I turned my attention to William, who was sweating vegetables in a sauté pan. He added a little beef stock, allowing the flavors of the tomatoes, garlic, and onions to mingle as the veggies softened. A minute or two later he retrieved the baggie containing his wife’s placenta from its ice bath and emptied the bloody slivers onto a paper plate. As I watched (it still looked like liver), the chef scraped the meat into the pan. Within seconds the kitchen was filled with an aroma that reminded me of beef.

The thin strips coiled up during the cooking process, now looking a bit like larger versions of the bacon chunks in a can of pork and beans, but without the fat. William added about a quarter cup of the Amarone—the steam rising up as the placenta simmered.

It smelled delicious.

Two or three minutes later, William plated my placenta osso buco and passed me the dish. Without hesitation, I took a forkful—making sure to skewer two of the four bite-sized pieces. Placing Claire Rembis’s placenta into my mouth, I started chewing.

Before experiencing placentophagy firsthand, I had done some research into what human flesh might taste like. I was somewhat puzzled at the scarcity of credible reports, although a number of notable cannibal crazies had been perfectly happy to discuss the topic.

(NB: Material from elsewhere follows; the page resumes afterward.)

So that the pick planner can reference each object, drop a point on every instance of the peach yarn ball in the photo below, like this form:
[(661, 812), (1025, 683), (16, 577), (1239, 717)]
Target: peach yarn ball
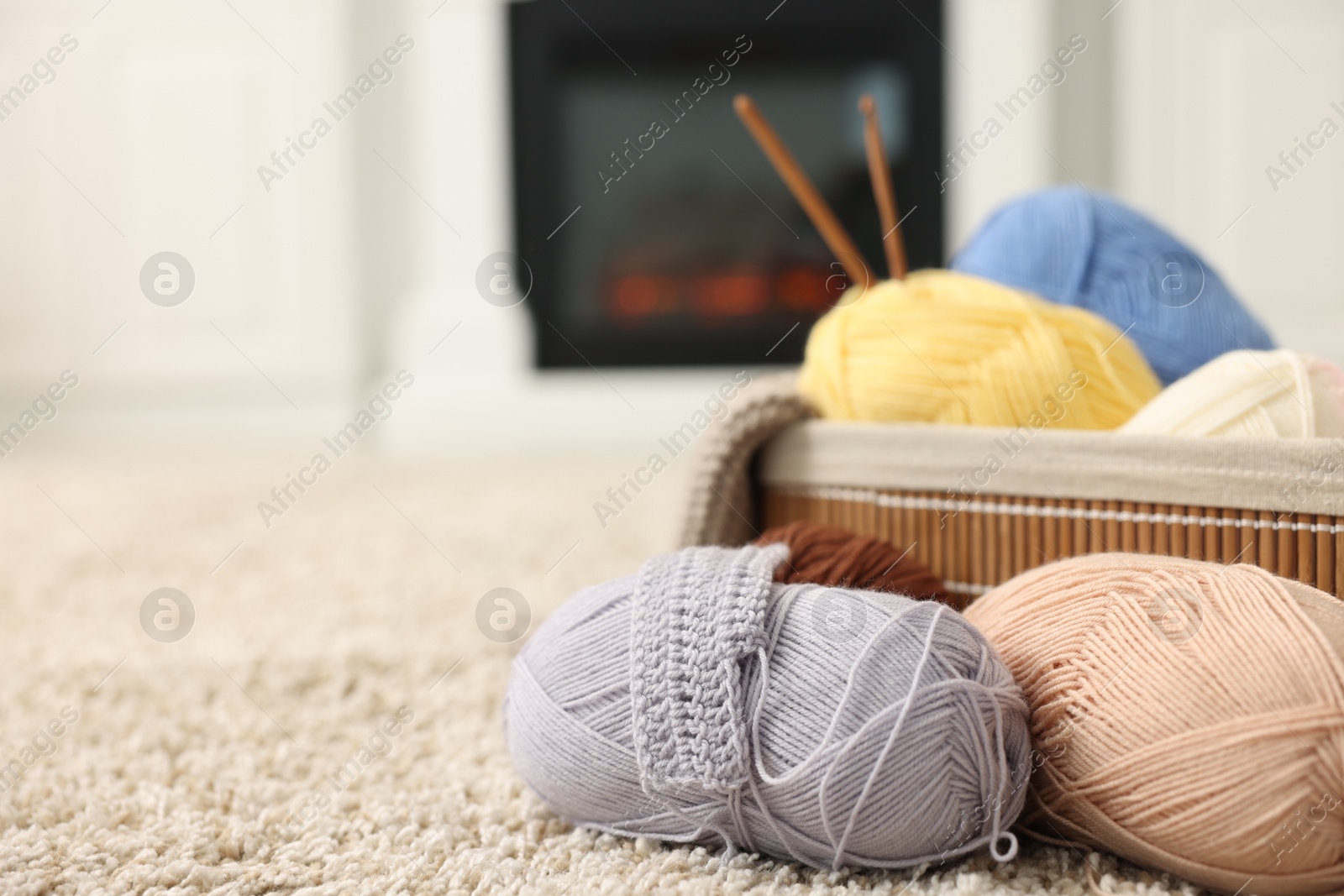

The term “long pig” has become the most popular reference point to describe the supposed porklike taste of human flesh. The oldest reference I could find comes from a letter written by Rev. John Watsford in 1847, describing the practice of ritual cannibalism practiced by the inhabitants of the Marquesas Islands, a group of approximately 15 Polynesian islands located around 850 miles northeast of Tahiti. But while the letter does represent the translation of a Polynesian term for the use of human flesh as food, there is no real mention of how it tasted.

The Somosomo people were fed with human flesh during their stay at Bau [a tiny Fijian islet], they being on a visit at that time; and some of the Chiefs of other towns, when bringing their food, carried a cooked human being on one shoulder, and a pig on the other; but they always preferred the “long pig,” as they call a man when baked.